Schneider, 35, was born in Idaho and grew up in several states before moving to Colorado, where she became a veterinary technician.
She moved to Dacono in 2008.
“My husband works in Boulder, and I really love this area,” Schneider said. “It’s rural and close to downtown Denver, Boulder and Fort Collins.”
As a mother of 2-year-old twins, she has plenty of experience with multitasking, and she’d like to see the city work to capture some of the economic growth that’s arrived in the Carbon Valley.
“I would really like us as Dacono to be able to cash in on the prosperity that Frederick and Firestone seems able to get,” Schneider said. “Here, it’s been kind of lacking, and I’d like to be in their league, I guess.”
Frederick and Firestone, she said, have used that prosperity to increase and develop parks and recreation services for residents.
“I know what Dacono is trying to do with the walking path and the entrance signs, but one of the problems is we don’t have the tax revenue that Frederick and Firestone have, such as the golf courses,” Schneider said. “I want to get more business in to get more revenue and more tax in. I’ve heard that we only have 30 businesses in Dacono; I’d like to increase that number.”

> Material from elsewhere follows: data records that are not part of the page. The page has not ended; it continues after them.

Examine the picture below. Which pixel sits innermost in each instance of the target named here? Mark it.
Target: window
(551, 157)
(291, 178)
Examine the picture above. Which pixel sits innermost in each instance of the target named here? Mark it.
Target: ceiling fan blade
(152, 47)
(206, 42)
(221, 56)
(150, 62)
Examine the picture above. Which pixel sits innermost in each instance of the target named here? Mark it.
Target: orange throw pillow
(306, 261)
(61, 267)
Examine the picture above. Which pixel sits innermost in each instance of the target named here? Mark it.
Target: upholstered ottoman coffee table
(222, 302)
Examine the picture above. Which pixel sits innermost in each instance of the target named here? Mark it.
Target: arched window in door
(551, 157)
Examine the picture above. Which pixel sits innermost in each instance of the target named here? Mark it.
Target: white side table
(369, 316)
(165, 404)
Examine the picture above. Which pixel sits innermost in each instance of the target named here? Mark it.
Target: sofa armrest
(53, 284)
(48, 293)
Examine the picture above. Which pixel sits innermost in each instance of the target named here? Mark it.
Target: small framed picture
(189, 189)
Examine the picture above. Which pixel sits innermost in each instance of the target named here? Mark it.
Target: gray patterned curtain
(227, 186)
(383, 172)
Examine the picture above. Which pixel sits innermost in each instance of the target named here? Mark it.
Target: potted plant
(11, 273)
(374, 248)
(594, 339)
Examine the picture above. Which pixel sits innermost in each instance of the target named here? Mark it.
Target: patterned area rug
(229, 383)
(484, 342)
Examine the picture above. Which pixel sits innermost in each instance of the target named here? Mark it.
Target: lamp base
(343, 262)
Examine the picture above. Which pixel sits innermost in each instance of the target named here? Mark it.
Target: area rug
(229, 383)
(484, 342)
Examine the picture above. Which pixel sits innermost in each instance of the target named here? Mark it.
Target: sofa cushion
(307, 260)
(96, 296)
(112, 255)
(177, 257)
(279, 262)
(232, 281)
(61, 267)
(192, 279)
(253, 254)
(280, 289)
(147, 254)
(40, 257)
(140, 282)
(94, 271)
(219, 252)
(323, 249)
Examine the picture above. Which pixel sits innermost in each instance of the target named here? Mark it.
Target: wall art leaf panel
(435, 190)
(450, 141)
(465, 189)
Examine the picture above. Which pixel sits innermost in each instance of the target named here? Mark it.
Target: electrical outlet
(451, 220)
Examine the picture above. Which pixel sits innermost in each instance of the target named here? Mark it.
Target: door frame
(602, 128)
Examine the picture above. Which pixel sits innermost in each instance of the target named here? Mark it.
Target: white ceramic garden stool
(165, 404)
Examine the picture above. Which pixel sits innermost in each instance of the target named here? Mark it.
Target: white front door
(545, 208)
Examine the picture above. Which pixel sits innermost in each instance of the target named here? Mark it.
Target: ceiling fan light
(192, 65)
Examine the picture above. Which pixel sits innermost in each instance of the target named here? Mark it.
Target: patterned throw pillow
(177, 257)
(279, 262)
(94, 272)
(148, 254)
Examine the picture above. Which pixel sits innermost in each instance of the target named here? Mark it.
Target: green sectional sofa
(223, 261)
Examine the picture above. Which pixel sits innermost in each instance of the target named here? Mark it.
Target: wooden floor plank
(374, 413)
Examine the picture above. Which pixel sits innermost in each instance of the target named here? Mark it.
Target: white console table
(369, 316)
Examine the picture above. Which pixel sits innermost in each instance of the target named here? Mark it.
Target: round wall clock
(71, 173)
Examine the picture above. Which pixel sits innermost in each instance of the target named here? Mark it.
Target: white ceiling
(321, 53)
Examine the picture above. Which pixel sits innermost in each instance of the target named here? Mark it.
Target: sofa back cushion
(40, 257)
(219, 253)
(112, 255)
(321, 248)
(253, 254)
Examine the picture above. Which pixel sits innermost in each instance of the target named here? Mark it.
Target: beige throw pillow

She would also like to retain some of the businesses already in Dacono, including one of the more controversial industries, medical marijuana dispensaries.
“I think that there’s a lot of revenue to be paid, especially since they’re willing to pay 2 percent more than other businesses,” Schneider said. “And I’m worried we’re not in a position to turn down money.”
Schneider noted that Denver has found ways to supervise this industry and collect the revenue.
“I want Dacono to keep its character. I don’t think increased prosperity necessarily leads to cookie-cutter conformity,” Schneider said. “I love Dacono’s extreme sports industry and I want to see it grow. But it’s not that extreme if you think about it. In Colorado, extreme sports aren’t that extreme. It’s part of our way of life.”